Splitting a list of strings

Wed Sep 18 21:37:55 EDT 2002

Okay, then. For those still interested, here's several implementations of
sieving, based on peoples suggestions, plus a sample time trial. The trial
is on a file with over 8000 lines to process.

class ARFF:
    "Holds the lines of a *.arff file"
    def __init__(self, filename):
        file = open(filename)
        self.__lines = file.readlines()
        file.close()

    # used by sieve2()
    def __classify(self, char):
        "Returns classification index for attributes, comments, and data"
        if char == "@": return "attr"
        elif char == "%": return "comm"
        else: return "data"

    # based on suggestion by Emile van Sebille
    def sieve(self):
        "Sorts lines into data, attributes, or comments"
        results = [[],[],[]]  #[data, attributes, comments]
        for line in self.__lines:
            # classify line as attribute, comment, or data by testing first
char
            results["@%".find(line[0]) + 1].append(line)
        # discard first and last attribute
        results[1] = results[1][1:-1]
        return results[:-1]  # discard comments

    # based on suggestion by Alex Martelli
    def sieve2(self):
        "Sorts lines into data, attributes, or comments"
        results = {}
        for line in self.__lines:
            # classify line as attribute, comment,  or data by testing first
char
            results.setdefault(self.__classify(line[0]), []).append(line)
        # discard first and last attribute
        results["attr"] = results["attr"][1:-1]
        del results["comm"]  # discard comments
        return results

    # my original solution augmented with suggestion by Anthony Tuininga
    def sieve3(self):
        "Sorts lines into data, attributes, and ignores comments"
        attributes = [line for line in self.__lines if line[0] == "@"]
        data = [line for line in self.__lines if not line[0] in ("%", "@") ]
        return data, attributes[1:-1]

    # using filters and lambda
    def sieve4(self):
        "Sorts lines into data, attributes, and ignores comments"
        attributes = filter(lambda line: line[0]=="@", self.__lines)
        data = filter(lambda line:  not line[0] in ("%", "@"), self.__lines)
        return data, attributes[1:-1]

    # Emile's idea again, with a list comprehension
    def sieve5(self):
        "Sorts lines into data, attributes, or comments"
        results = [[],[],[]]  #[data, attributes, comments]
        [results["@%".find(line[0]) + 1].append(line) for line in
self.__lines]
        # discard first and last attribute
        results[1] = results[1][1:-1]
        return results[:-1]  # discard comments

    # based on Mark McEachern's suggestion
    def sieve6(self):
        attribute = "@"
        comment = "%"
        attributes = data = []
        for line in self.__lines:
            line = line.strip()
            if not line or line.startswith(comment):
                continue
            elif line.startswith(attribute):
                attributes.append(line)
            else:
                data.append(line)
        return data, attributes[1:-1]
if __name__ == "__main__":
    import time
    arff = ARFF('./mushroom.arff')

    t0=time.time()
    data, attr = arff.sieve()
    t = time.time()-t0
    print "sieve time: %r seconds" % (t)

    t0=time.time()
    result = arff.sieve2()
    t = time.time()-t0
    print "sieve2 time: %r seconds" % (t)

    t0=time.time()
    data2, attr2 = arff.sieve3()
    t = time.time()-t0
    print "sieve3 time: %r seconds" % (t)

    t0=time.time()
    data3, attr3 = arff.sieve4()
    t = time.time()-t0
    print "sieve4 time: %r seconds" % (t)

    t0=time.time()
    data4, attr4 = arff.sieve5()
    t = time.time()-t0
    print "sieve5 time: %r seconds" % (t)

    t0=time.time()
    data5, attr5 = arff.sieve6()
    t = time.time()-t0
    print "sieve6 time: %r seconds" % (t)

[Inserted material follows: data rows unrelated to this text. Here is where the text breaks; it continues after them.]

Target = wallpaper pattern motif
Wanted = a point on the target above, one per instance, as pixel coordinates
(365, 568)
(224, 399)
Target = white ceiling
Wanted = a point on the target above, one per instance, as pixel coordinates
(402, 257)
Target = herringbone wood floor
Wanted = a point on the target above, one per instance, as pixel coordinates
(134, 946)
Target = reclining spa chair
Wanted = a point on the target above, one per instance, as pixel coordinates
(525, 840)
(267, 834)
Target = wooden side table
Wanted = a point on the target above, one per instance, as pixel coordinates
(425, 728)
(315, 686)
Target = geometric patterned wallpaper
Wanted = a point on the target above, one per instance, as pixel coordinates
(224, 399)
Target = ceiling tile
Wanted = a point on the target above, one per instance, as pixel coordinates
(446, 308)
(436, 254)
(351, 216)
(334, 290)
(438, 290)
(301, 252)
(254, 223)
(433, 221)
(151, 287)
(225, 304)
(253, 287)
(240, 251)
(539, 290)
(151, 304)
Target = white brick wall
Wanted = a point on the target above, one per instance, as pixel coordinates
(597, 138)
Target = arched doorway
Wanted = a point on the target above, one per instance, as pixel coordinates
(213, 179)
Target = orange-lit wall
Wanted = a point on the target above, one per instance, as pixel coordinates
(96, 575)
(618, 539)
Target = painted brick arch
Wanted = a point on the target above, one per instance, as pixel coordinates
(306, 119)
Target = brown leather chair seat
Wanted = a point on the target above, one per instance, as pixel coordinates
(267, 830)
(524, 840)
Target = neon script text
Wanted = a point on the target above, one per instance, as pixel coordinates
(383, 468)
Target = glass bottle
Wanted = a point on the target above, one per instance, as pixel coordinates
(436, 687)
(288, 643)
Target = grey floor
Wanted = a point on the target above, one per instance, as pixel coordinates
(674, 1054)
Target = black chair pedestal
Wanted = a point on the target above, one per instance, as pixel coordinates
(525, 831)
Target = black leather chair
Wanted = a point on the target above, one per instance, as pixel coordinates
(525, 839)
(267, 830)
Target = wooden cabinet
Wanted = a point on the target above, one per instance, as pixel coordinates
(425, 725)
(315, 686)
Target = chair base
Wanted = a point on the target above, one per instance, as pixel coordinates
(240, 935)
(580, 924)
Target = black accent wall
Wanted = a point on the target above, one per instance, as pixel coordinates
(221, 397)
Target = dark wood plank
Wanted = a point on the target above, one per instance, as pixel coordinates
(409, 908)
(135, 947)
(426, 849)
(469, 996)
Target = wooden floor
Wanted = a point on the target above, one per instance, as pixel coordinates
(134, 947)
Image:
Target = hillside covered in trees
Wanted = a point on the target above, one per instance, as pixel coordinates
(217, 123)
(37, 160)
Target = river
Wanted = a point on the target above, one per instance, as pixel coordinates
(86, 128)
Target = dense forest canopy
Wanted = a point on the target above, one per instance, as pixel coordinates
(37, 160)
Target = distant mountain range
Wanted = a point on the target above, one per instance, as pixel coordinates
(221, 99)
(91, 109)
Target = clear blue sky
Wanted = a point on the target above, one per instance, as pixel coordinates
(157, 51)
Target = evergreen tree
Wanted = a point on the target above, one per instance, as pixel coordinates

====================================================
Trial Time:
sieve time: 0.05000007152557373 seconds
sieve2 time: 0.12999999523162842 seconds
sieve3 time: 0.069999933242797852 seconds
sieve4 time: 0.081000089645385742 seconds
sieve5 time: 0.069999933242797852 seconds
sieve6 time: 0.20000004768371582 seconds

In case you're curious, I'm probably just going to use sieve3().
It's not much slower than sieve(), and it's very easy to understand what's
happening without a lot of commenting.

OK, so, there you are. Thanks to everyone for your time and suggestions,
Sean Ross